Grass phytoliths of both long and short cells are often preserved in fossil assemblages, and they show a variety of forms, some more undulate than others, some larger than others.
Some methods for reconstructing habitat openness using the presence of open habitat grass short cell phytoliths may lack the ability to accurately reconstruct habitat openness in cases where grasses grew under a forest canopy. Therefore, a morphological approach may be more informative. I, along with then Undergraduate Researcher Thien-Y Le, tested how light environment effected epidermal cell shape, and thus phytolith shape in grass. Studies of epidermal cell shape in oak, ivy and tobacco leaves show that plants grown in shade have more undulated cell walls than plants grown in full sun. However, this pattern had not been confirmed in any monocotyledons. We tested whether grasses conform to this general pattern by conducting a greenhouse experiment where we grew five species of grasses under four different light regimes in the University of Washington Biology Greenhouse.

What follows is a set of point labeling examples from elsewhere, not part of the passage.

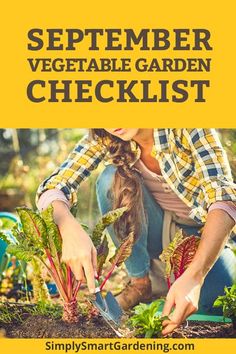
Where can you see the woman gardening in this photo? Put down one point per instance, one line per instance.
(164, 177)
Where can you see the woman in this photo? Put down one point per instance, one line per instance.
(153, 172)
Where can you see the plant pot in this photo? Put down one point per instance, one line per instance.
(10, 199)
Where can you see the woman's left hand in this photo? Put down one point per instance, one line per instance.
(183, 296)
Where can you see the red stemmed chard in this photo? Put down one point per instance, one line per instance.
(178, 255)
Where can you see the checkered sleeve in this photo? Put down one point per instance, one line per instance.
(85, 157)
(211, 166)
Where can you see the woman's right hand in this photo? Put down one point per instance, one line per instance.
(78, 250)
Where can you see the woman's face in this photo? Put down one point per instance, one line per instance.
(123, 133)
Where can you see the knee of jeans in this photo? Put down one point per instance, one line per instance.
(105, 180)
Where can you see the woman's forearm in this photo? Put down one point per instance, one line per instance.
(214, 236)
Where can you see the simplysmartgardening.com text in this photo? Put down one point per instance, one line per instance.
(72, 346)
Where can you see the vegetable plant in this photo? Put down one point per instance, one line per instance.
(178, 255)
(228, 303)
(39, 240)
(146, 319)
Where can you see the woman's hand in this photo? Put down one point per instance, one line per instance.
(183, 296)
(78, 250)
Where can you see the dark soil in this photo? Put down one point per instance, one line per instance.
(45, 327)
(205, 330)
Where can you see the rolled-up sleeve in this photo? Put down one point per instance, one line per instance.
(85, 158)
(211, 166)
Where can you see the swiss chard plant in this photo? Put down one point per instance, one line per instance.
(146, 319)
(39, 240)
(228, 303)
(178, 255)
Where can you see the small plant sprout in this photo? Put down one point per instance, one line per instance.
(146, 319)
(228, 303)
(38, 240)
(178, 255)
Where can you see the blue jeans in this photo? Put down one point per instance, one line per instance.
(149, 244)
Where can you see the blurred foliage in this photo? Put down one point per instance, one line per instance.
(32, 154)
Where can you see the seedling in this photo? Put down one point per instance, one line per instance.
(146, 319)
(39, 239)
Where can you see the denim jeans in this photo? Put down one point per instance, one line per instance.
(149, 244)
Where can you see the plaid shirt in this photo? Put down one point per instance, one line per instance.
(192, 161)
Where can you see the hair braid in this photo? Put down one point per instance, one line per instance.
(126, 190)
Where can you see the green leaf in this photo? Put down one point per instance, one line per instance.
(106, 220)
(123, 251)
(20, 252)
(52, 235)
(146, 320)
(102, 253)
(5, 237)
(33, 225)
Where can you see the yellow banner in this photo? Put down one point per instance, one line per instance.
(104, 346)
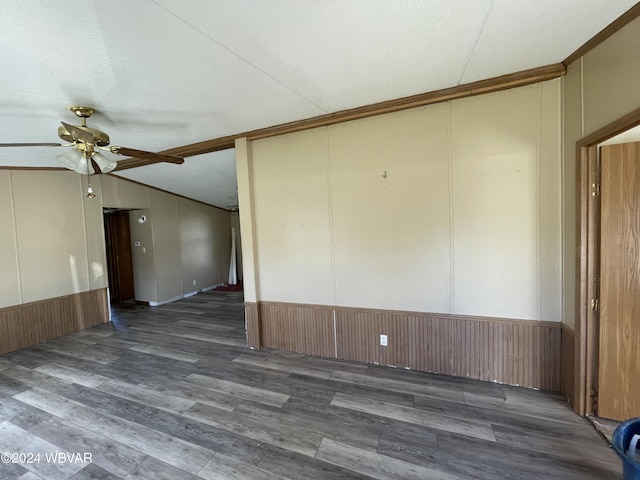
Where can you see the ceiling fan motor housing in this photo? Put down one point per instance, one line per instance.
(101, 138)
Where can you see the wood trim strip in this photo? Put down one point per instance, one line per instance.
(615, 26)
(163, 191)
(630, 120)
(30, 323)
(253, 325)
(517, 352)
(567, 365)
(413, 313)
(495, 84)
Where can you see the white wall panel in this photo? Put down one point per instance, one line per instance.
(52, 249)
(166, 244)
(293, 219)
(495, 210)
(9, 274)
(392, 242)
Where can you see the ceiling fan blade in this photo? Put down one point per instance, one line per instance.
(154, 157)
(78, 134)
(30, 145)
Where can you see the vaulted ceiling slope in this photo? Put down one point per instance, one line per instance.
(167, 73)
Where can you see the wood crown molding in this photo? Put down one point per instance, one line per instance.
(495, 84)
(615, 26)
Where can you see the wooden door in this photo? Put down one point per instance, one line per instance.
(119, 256)
(619, 353)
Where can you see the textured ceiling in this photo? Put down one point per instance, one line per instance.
(167, 73)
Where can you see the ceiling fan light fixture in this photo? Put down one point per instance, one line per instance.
(77, 161)
(105, 164)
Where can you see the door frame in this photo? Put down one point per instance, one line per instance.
(587, 259)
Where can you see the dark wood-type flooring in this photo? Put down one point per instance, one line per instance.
(172, 393)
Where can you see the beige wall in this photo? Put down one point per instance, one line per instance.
(466, 220)
(52, 240)
(598, 89)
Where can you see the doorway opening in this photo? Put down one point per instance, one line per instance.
(119, 255)
(596, 341)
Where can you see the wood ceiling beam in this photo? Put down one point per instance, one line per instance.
(615, 26)
(495, 84)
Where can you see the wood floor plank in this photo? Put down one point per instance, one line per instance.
(72, 375)
(183, 455)
(469, 427)
(273, 433)
(14, 439)
(147, 396)
(282, 365)
(58, 405)
(172, 393)
(399, 386)
(113, 457)
(239, 390)
(221, 467)
(376, 465)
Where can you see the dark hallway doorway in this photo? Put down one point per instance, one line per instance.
(119, 256)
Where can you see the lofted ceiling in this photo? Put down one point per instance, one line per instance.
(166, 73)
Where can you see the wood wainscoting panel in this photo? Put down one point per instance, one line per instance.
(513, 352)
(298, 328)
(509, 351)
(253, 325)
(567, 364)
(31, 323)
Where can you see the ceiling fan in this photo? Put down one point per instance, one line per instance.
(87, 141)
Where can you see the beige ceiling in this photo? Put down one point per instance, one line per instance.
(166, 73)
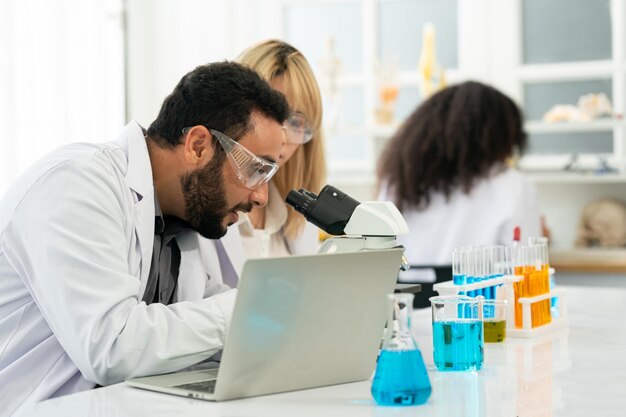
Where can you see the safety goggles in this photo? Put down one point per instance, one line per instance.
(298, 129)
(251, 170)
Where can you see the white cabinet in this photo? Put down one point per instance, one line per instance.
(540, 52)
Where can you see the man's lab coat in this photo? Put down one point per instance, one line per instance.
(76, 236)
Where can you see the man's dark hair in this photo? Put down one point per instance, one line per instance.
(220, 96)
(454, 138)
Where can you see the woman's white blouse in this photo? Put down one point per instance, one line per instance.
(485, 216)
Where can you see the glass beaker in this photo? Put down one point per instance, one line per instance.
(458, 343)
(401, 377)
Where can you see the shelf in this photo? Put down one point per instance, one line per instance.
(588, 259)
(598, 125)
(575, 178)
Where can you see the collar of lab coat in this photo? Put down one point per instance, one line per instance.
(139, 179)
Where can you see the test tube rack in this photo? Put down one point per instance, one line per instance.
(558, 321)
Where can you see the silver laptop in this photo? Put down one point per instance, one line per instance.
(299, 322)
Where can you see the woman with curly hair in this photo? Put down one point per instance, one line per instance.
(446, 170)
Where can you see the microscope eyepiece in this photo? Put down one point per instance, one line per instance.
(330, 210)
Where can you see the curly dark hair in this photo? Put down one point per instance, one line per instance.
(220, 95)
(457, 136)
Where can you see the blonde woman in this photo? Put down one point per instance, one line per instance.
(276, 229)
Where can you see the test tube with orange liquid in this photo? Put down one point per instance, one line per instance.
(531, 263)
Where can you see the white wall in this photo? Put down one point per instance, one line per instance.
(168, 38)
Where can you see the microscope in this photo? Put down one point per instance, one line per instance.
(356, 226)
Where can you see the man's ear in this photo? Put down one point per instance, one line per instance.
(198, 146)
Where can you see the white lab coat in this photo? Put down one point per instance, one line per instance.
(271, 241)
(485, 216)
(76, 235)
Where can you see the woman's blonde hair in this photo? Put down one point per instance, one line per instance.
(307, 166)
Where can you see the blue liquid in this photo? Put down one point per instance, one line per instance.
(458, 345)
(458, 279)
(401, 378)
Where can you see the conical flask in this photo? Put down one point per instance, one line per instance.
(401, 377)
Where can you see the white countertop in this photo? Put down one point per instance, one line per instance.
(577, 372)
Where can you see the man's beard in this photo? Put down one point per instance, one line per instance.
(205, 200)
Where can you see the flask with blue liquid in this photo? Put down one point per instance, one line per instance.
(401, 377)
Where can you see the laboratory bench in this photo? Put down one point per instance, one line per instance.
(577, 371)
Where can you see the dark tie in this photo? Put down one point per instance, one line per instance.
(165, 263)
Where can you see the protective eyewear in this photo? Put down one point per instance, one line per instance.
(298, 129)
(251, 170)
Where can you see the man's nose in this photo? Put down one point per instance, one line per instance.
(260, 195)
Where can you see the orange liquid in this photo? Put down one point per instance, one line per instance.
(388, 94)
(535, 282)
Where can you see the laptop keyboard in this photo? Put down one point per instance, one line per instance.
(202, 386)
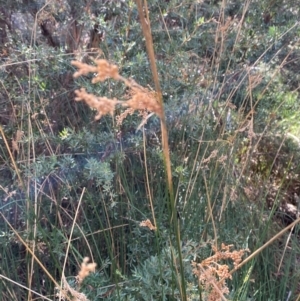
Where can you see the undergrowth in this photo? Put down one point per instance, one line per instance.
(174, 175)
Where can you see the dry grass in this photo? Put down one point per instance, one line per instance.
(139, 98)
(213, 272)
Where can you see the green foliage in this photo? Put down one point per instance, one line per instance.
(230, 81)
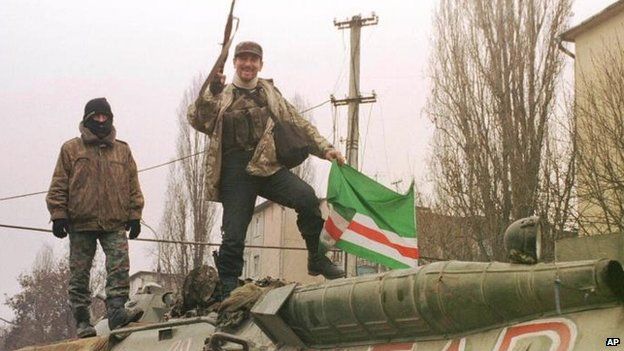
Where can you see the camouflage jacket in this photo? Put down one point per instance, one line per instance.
(207, 118)
(95, 184)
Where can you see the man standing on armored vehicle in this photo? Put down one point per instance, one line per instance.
(243, 162)
(95, 195)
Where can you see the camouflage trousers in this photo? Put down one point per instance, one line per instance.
(81, 252)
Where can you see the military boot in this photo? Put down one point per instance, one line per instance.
(118, 315)
(318, 263)
(228, 284)
(84, 329)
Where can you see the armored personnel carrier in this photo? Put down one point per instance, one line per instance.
(445, 306)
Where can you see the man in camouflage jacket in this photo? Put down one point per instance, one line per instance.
(242, 162)
(95, 195)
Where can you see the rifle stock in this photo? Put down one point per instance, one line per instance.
(227, 42)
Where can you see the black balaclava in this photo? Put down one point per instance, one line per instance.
(98, 106)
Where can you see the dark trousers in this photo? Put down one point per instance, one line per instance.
(81, 252)
(238, 192)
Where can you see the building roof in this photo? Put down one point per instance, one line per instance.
(152, 273)
(591, 22)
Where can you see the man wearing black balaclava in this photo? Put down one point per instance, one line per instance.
(95, 196)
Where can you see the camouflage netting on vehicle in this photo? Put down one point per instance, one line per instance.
(200, 292)
(234, 310)
(98, 343)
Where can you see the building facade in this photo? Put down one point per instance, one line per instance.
(599, 109)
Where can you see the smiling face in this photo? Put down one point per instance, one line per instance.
(247, 66)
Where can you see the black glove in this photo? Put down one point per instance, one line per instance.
(134, 226)
(60, 227)
(216, 87)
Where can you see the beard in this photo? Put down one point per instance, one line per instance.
(99, 129)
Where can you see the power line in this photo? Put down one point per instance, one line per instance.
(156, 166)
(182, 242)
(7, 321)
(166, 241)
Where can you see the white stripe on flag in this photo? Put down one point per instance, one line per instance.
(381, 249)
(392, 236)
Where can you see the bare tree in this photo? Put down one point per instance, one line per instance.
(42, 311)
(495, 67)
(600, 138)
(187, 215)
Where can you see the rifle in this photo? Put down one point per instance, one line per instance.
(228, 36)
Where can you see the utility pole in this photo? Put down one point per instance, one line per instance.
(354, 100)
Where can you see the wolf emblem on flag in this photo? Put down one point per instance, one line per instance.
(370, 221)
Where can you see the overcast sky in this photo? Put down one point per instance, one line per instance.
(142, 55)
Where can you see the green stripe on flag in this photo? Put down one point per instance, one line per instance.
(350, 191)
(370, 255)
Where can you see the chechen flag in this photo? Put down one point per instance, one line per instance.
(370, 221)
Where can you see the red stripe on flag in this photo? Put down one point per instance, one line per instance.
(332, 229)
(411, 252)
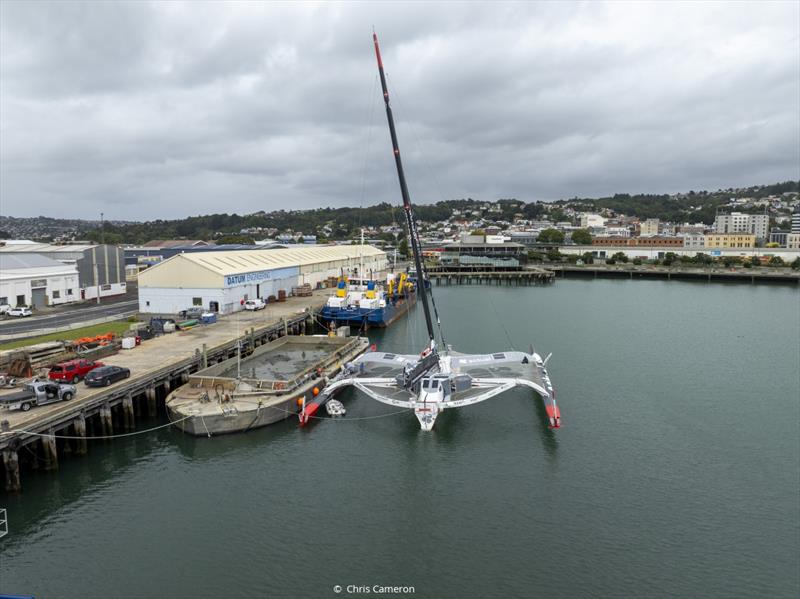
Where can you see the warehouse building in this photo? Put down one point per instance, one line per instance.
(101, 268)
(36, 281)
(220, 281)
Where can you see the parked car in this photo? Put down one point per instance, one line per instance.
(38, 393)
(105, 375)
(255, 304)
(193, 312)
(73, 370)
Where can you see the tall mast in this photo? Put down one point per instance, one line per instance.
(410, 222)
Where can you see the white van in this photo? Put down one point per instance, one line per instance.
(255, 304)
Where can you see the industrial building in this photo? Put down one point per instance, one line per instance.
(36, 281)
(221, 281)
(101, 268)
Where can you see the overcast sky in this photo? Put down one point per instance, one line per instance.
(165, 109)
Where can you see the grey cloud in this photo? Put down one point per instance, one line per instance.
(149, 110)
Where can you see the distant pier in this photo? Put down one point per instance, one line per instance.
(755, 275)
(467, 276)
(157, 366)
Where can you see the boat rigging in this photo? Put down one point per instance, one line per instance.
(440, 378)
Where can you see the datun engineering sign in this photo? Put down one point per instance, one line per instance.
(260, 276)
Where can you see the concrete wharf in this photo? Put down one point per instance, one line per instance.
(157, 366)
(746, 275)
(483, 276)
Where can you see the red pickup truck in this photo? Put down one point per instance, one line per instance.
(72, 371)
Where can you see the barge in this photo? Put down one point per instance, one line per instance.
(271, 384)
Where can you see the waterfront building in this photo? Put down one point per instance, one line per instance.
(736, 222)
(36, 281)
(778, 236)
(694, 241)
(649, 228)
(730, 240)
(101, 268)
(639, 241)
(478, 256)
(588, 219)
(222, 281)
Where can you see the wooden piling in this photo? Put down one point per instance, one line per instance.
(49, 450)
(150, 394)
(11, 463)
(79, 426)
(106, 421)
(128, 419)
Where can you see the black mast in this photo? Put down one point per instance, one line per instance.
(410, 222)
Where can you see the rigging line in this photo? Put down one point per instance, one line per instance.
(149, 430)
(500, 320)
(431, 174)
(369, 144)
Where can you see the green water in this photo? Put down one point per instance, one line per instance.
(676, 472)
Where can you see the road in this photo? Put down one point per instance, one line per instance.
(122, 306)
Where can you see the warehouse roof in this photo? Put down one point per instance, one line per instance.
(45, 248)
(239, 262)
(15, 261)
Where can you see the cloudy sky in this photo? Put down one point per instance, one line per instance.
(167, 109)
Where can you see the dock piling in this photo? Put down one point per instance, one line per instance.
(79, 425)
(128, 420)
(49, 450)
(106, 421)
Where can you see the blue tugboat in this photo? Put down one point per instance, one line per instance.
(366, 303)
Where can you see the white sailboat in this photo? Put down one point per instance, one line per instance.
(436, 380)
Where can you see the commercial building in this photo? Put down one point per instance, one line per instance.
(36, 281)
(221, 281)
(694, 241)
(476, 256)
(588, 219)
(736, 222)
(101, 268)
(715, 240)
(676, 242)
(649, 228)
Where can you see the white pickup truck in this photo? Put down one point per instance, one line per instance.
(37, 393)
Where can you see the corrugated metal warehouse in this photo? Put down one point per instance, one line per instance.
(101, 268)
(219, 281)
(36, 281)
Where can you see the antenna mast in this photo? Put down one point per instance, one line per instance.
(410, 222)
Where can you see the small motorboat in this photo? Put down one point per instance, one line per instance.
(335, 408)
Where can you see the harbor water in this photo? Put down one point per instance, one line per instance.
(676, 472)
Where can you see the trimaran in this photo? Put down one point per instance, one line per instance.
(437, 380)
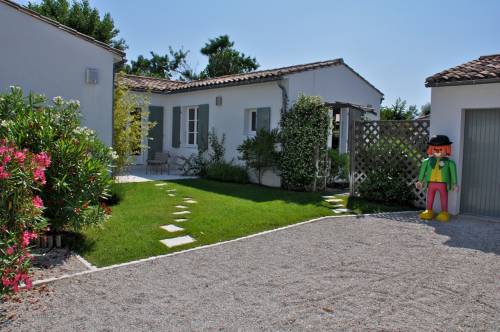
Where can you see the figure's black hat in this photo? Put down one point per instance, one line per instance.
(439, 140)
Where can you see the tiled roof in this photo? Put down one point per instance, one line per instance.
(486, 69)
(60, 26)
(143, 83)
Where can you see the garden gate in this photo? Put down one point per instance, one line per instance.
(410, 136)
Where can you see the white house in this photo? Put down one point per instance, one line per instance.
(41, 55)
(466, 107)
(239, 105)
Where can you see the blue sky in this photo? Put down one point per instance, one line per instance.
(394, 44)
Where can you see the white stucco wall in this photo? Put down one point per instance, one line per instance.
(447, 118)
(41, 58)
(334, 84)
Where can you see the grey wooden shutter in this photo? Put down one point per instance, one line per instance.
(264, 119)
(202, 139)
(176, 127)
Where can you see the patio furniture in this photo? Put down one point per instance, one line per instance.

With the help of a team of seven undergraduate researchers (Thien-Y Le, Aidan Loeser, Ross “Fletcher” Hill, Darshi Banan, Tony Jijina, Josh Johnson, and Terry Huang) we measured thousands of cells and calculated the cells’ relative degree of undulation and their size.
We found that grasses do not show the same variation in undulation as do some dicots, however cells of grasses grown in shade were significantly longer and larger in area than those grown in full sun. Can longer grass epidermal cells in fossil assemblages tell us more about how much over story vegetation there was? Stay tuned… This greenhouse experiment is currently in press in the International Journal of Plant Sciences.
This work highlighted the need to conduct more controlled growth experiments to understand cell morphology and its response to light across lineages (e.g. gymnosperms and ferns) and in relation to complicating variables such as photoperiod and moisture.